21/3/08
Mar 21 - Tea Totalling
March 21
Two kwacha, forty-eight tambala. Just under 2 Australian cents.
That’s how much you’ll be paid by the estates for your work picking an entire kilogram of tea leaves – and let’s face it, they’re not the heaviest of things. Okay, so a good tea picker can pluck somewhere in the vicinity of 200 kilograms per day, but that’s some seriously back breaking work for only AUS$4. A tough living by anyone’s standards. These guys, numbering in their hundreds, walk the verdant greens of the plentiful tea estates day in day out, the backdrop of the stunning cliffs of Mount Mulanje becoming a bland normality, as they ply their trade.

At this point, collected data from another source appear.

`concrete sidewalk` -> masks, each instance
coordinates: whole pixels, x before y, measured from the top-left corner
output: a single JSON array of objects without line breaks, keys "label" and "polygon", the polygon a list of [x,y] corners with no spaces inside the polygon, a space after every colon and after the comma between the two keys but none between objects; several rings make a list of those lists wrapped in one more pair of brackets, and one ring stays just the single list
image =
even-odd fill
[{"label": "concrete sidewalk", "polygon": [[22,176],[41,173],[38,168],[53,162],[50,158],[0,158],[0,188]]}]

Bizarrely, it is against this poverty that we on our Easter break head up the slopes of the mountain for a long weekend of hiking, photographing waterfalls and rocky peaks, drinking wine and luxuriating in the efforts of others labouring under the weight of our bags. That said, Mulanje was once again an unforgettable few days. Our seventh time up since living here and the mountain still never ceases to amaze with its natural beauty and unending diversity. Easter being a particularly picturesque time of year, with the wet season having eased, leaving crisp air and brilliant greens, flowers in abundance and water filling the pools and falls at every turn. We even discovered a few more huts we had not yet visited, situated in the almost surreal beauty of sweeping valleys, precipitous rock clad peaks and seemingly endless streams of untainted fresh mountain water. A truly relaxing four day long weekend; why would anyone trade this backyard in for anything else?
At least the porters, for whom this is their only form of income, get a decent wage for their efforts. 900 kwacha per day for four days, plus an extra day tip. That’s 4500 kwacha, or the equivalent of a reasonable monthly salary for many of the country’s non-city dwellers, in one weekend of work. One can hardly blame them for seeming overly keen for your business the moment you turn up in your nice cars with your fancy trekking boots and waterproof jackets, all unimaginably unaffordable luxuries to them. Yet they wear their packs with uncomplaining joviality, practically running up and down the sheer slopes of the massif in their flip-flops or bare feet (many of them run the annual Porter’s Race, a 26km course up the mountain, across and then down again – and they do it in a touch over 2 hours!), happy for the income they can then take back to their families.
And what do the efforts of a tea pickers get them, because we all know that AUS$4 per day wouldn’t go too far in Australia. One tomato costs 15 kwacha even in cheaper areas of Mulanje… that’s six kilograms of tea to be picked just to buy one single tomato. And if they want a beer at the end of a hard day’s work? That will be 30 kilos more tea my friend. TIA.